TRIPLE 9 Review: Neither This Nor That

Come for a typical crime story. Stay for Casey Affleck’s gum chewing.

So long as you go into John Hillcoat’s Triple 9 knowing that it is an old Volkswagen Rabbit painted up to look like a high-end Mercedes, the film’s many interesting problems cease to matter as much. It looks good and has a great cast, but it is very much a typical and often unintentionally silly cops and robbers movie rather than the exemplary crime saga sold by its trailers.

Casey Affleck stars as the newest guy on a police force riddled with dirty cops. Things are so bad, even his high-ranking and loyal uncle (Woody Harrelson) has a seemingly open drug problem. But Affleck’s Chris Allen wants to be one of the good guys.

And that’s about all the story Affleck gets. As the film’s moral center, he’s our most traditional protagonist by default, but the film is much more interested in Chiwetel Ejiofor and his crew, two of whom (Anthony Mackie and Clifton Collins Jr.) are dirty cops. A third (Aaron Paul) used to be a dirty cop. And virtually all of them (and this is true of Affleck as well) are ex-military, a theme Triple 9 introduces but fails to utilize in any real way.

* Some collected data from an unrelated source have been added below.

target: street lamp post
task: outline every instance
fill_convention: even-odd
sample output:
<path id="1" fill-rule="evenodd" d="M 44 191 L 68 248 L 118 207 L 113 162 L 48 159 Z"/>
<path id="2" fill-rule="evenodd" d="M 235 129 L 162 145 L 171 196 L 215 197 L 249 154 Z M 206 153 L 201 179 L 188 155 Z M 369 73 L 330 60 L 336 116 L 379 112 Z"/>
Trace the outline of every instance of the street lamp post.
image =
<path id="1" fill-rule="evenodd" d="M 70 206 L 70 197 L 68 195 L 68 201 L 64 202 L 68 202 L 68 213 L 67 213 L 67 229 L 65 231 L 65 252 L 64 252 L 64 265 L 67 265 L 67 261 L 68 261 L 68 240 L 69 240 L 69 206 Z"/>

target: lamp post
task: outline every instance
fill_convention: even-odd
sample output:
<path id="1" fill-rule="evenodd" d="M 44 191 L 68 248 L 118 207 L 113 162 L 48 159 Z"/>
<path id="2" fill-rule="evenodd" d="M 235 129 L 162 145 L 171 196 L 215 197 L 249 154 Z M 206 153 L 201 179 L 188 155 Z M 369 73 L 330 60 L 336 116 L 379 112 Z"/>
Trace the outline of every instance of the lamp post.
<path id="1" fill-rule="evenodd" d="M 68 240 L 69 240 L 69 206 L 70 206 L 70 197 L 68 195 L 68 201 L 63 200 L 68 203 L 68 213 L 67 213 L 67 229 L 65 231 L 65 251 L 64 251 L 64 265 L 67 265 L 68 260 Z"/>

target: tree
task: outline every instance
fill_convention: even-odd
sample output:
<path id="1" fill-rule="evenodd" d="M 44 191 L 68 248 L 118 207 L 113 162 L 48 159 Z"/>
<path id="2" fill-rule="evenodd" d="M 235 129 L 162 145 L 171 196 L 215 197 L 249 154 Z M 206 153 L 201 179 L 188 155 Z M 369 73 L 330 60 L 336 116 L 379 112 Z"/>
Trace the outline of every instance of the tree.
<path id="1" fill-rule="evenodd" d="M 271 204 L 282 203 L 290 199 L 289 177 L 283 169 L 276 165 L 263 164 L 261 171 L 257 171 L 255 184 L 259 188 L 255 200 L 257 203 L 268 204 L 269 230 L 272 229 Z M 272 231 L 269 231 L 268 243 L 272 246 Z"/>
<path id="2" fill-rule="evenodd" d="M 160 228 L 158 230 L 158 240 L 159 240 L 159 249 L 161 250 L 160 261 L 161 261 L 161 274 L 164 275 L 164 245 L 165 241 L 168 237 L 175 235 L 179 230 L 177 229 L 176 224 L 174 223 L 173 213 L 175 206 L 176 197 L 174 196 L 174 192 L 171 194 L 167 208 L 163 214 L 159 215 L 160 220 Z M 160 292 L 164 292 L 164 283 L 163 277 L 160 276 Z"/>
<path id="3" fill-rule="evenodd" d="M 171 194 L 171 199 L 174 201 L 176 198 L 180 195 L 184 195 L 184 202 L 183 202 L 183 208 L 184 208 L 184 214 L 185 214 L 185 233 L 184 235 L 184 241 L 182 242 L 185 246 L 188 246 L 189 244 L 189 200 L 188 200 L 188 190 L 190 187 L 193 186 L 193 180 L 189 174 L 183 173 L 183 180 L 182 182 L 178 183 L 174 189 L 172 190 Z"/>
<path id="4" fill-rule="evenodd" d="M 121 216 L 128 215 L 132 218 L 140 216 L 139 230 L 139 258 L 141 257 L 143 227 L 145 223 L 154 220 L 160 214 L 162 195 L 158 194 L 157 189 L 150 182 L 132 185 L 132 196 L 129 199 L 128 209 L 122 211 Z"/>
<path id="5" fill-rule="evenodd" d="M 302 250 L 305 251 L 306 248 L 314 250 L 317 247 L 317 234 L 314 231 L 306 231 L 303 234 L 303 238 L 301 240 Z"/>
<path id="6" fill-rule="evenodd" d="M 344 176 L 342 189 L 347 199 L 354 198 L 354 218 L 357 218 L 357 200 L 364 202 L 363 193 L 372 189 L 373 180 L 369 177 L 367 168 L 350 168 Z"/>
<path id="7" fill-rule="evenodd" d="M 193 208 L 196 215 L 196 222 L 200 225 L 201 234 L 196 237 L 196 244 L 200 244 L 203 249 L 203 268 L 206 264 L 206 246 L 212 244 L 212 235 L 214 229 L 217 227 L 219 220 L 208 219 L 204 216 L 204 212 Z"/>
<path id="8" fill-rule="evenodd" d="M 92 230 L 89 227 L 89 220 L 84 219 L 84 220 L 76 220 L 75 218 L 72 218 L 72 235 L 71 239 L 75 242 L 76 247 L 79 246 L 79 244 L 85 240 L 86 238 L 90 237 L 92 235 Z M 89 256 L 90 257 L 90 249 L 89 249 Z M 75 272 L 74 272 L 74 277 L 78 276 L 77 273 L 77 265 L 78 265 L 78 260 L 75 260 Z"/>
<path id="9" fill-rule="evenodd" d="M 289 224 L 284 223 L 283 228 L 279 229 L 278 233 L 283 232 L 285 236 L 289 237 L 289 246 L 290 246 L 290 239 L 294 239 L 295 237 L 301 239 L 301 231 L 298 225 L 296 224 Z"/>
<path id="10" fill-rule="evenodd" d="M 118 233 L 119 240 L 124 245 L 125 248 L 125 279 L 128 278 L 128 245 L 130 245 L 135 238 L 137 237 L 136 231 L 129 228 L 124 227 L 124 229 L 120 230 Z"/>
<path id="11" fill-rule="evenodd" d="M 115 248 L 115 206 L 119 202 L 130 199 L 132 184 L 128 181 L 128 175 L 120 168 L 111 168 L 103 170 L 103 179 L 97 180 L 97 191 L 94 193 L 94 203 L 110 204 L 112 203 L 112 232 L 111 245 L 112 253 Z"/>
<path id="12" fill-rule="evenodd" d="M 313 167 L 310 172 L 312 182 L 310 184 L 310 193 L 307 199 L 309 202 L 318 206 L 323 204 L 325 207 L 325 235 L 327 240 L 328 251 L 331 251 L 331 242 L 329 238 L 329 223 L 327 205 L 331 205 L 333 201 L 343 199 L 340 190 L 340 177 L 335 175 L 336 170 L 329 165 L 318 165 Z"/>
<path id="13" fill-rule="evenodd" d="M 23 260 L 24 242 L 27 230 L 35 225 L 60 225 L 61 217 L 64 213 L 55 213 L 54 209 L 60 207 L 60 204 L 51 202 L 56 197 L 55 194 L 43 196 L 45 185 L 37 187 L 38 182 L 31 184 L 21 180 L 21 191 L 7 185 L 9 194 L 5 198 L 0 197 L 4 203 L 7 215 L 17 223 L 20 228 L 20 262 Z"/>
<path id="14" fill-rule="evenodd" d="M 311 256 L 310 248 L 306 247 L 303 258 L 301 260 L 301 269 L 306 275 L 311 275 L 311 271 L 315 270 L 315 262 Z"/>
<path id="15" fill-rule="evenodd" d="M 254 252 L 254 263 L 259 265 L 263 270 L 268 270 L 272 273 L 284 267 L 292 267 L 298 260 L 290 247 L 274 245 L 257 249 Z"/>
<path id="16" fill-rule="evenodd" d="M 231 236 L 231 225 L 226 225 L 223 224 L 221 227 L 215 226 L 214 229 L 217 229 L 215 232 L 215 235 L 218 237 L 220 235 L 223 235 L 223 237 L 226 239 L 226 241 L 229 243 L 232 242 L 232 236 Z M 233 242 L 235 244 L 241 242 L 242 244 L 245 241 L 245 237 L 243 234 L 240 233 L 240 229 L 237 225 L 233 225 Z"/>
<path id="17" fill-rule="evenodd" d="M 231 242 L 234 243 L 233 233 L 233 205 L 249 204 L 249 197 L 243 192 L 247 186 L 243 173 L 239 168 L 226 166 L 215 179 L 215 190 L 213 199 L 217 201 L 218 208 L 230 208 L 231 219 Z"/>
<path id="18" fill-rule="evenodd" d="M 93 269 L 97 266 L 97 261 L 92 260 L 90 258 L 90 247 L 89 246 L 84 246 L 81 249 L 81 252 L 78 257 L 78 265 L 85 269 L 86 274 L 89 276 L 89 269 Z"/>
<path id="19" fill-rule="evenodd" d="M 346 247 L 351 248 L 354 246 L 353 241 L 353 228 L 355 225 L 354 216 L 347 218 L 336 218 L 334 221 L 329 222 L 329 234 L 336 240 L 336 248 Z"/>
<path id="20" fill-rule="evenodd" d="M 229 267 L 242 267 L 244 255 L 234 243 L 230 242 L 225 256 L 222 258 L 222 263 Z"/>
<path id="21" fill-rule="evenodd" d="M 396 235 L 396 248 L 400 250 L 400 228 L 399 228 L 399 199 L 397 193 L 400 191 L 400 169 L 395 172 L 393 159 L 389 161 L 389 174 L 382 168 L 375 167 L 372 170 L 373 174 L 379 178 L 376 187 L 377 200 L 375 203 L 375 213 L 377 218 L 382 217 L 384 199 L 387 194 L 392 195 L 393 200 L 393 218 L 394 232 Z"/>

The film begins with Ejiofor’s gang pulling off a job for Russian Mafia Queen Irina Vlaslov (Kate Winslet). Instead of paying them, she kills one and demands a second, much more difficult job. This puts Ejiofor in a tight spot, not just because he wants to keep his life but because he has a kid with Vlaslov’s sister. Honestly, if I started getting into all the family relationships in this movie, we’d be here all day, so I’ll stop at that one.

To do this seemingly impossible job, the gang will have to kill a cop, which should create a 999 - a conceit that apparently means the city’s entire police force will stop what they’re doing and respond when a police officer is shot, allowing the crew the extra time they need to pull off their heist.

Since Casey Affleck is Anthony Mackie’s new partner, they pick him as their target. This create’s Triple 9’s strange core narrative device - rather than be an active character, Affleck spends the film more as an ignorant MacGuffin, repeatedly escaping death without knowing it like Mr. Magoo. Furthermore, the whole film builds to this big last job. Once complete, we get a minor fourth act in which a finally Affleck solves a mystery we already know - the dirty cop’ identities. The whole thing has the effect of making him look wildly stupid.

Affleck’s performance doesn’t help. For probably his first five minutes of screen time his character doesn’t speak. When he finally does, Affleck sounds mildly confused and aloof. Meanwhile, he spends the whole movie gnawing on gum, tossing it around his mouth without grace as though it were his first go-round with the stuff. Watching him attempt to blow bubbles is really the highlight of the film.

Hillcoat tries to portray this gritty crime world a couple different ways. He wants the tactical verisimilitude of films like Sicario or Heat, a desire that really pays off in a great, tense gun battle through some housing projects halfway through the film. But he also fills the movie with cartoonish details that bring some of David Ayer’s tendencies to mind but without that filmmaker’s total commitment. Michael K. Williams shows up as an over the top drag queen. Kate Winslet’s character looks as loud as Cameron Diaz’ Malkina from The Counselor, but plays her quiet, thus forgoing the campy fun such a villain offers. Aaron Paul isn’t just a mess, he’s a cartoon of a mess. Only Woody Harrelson’s drunken, mumbly Sergeant plays to the goofy tone at the heart of this film. Everyone else goes prestige despite their surroundings.

There’s almost a great crime film here. Matt Cook’s script creates a lot of dots but connects few of them. Some, however, are interesting enough on their own. It’s always nice to see Clifton Collins Jr. get a big role like this, and Chiwetel Ejiofor is great as always. But this neither as crazy as it looks nor as serious as it thinks. Were it to somehow unite those two tones and make something more out of Casey Affleck’s character, this would be far more special. As it is, Hillcoat delivers something that’s rarely more than serviceable.